Mr. Navarini’s example is easy to relate to and points out the most compelling use case for simulation: to create a revolutionary product. It starts with the question: how can I make better espresso on a stovetop? modeFRONTIER enabled illycaffè to determine which were the most important design variables in a moka and the relationship between them. That, in turn, led to a design space with a few alternatives to further explore and, ultimately, the Pulcina.

After the conference ended, a journalist asked me about the future of design. I think this is it: simulation-driven design. If we do it right, it isn’t constraining creativity but nudging it in new directions. If a design space exploration turns up even one alternative we hadn’t thought of or exposes an interdependence we weren’t aware of, this product will be vastly superior to the last.

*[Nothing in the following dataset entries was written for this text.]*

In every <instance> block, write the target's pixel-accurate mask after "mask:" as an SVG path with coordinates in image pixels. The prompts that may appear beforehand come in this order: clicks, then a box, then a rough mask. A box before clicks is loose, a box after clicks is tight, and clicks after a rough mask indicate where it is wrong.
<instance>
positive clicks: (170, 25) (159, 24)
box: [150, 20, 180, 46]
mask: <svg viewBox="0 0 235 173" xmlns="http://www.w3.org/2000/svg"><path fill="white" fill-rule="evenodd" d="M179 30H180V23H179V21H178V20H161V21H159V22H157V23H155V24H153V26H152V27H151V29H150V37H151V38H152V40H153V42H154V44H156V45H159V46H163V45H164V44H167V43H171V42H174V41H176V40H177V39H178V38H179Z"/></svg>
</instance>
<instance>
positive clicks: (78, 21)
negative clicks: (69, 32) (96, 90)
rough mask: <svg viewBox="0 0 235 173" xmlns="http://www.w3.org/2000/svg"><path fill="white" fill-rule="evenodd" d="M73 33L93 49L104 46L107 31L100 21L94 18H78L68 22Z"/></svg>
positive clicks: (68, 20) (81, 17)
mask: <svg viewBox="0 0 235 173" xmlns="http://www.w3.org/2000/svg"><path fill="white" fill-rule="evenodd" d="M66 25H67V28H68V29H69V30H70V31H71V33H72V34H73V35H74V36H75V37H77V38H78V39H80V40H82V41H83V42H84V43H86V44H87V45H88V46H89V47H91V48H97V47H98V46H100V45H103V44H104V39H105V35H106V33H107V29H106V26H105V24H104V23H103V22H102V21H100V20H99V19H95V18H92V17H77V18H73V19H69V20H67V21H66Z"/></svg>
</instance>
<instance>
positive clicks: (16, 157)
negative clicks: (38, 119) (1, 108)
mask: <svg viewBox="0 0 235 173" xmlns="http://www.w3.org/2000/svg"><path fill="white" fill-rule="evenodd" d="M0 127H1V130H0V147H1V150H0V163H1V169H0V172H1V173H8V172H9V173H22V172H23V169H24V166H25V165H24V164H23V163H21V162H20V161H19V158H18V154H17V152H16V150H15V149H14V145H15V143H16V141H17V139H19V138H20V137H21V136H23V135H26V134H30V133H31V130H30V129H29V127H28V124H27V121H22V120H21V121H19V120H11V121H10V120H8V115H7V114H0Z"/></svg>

Putting simulation early in the design cycle, making it an integral business practice, can make design fun again. it creates a sandbox in which we can play with designs and reframes the design process from “not disappointing the customer” to creating delight.

Note: ESTECO graciously covered some of the expenses associated with my participation in the event but did not in any way influence the content of this post. The title image is of Magazzino 42, a recently renovated former dock warehouse that was the venue for the event. That image and those of modeFRONTIER in action are courtesy of ESTECO. The photo of AFILTERSQP was taken by a friend of one of the team members; I apologize for not getting your name.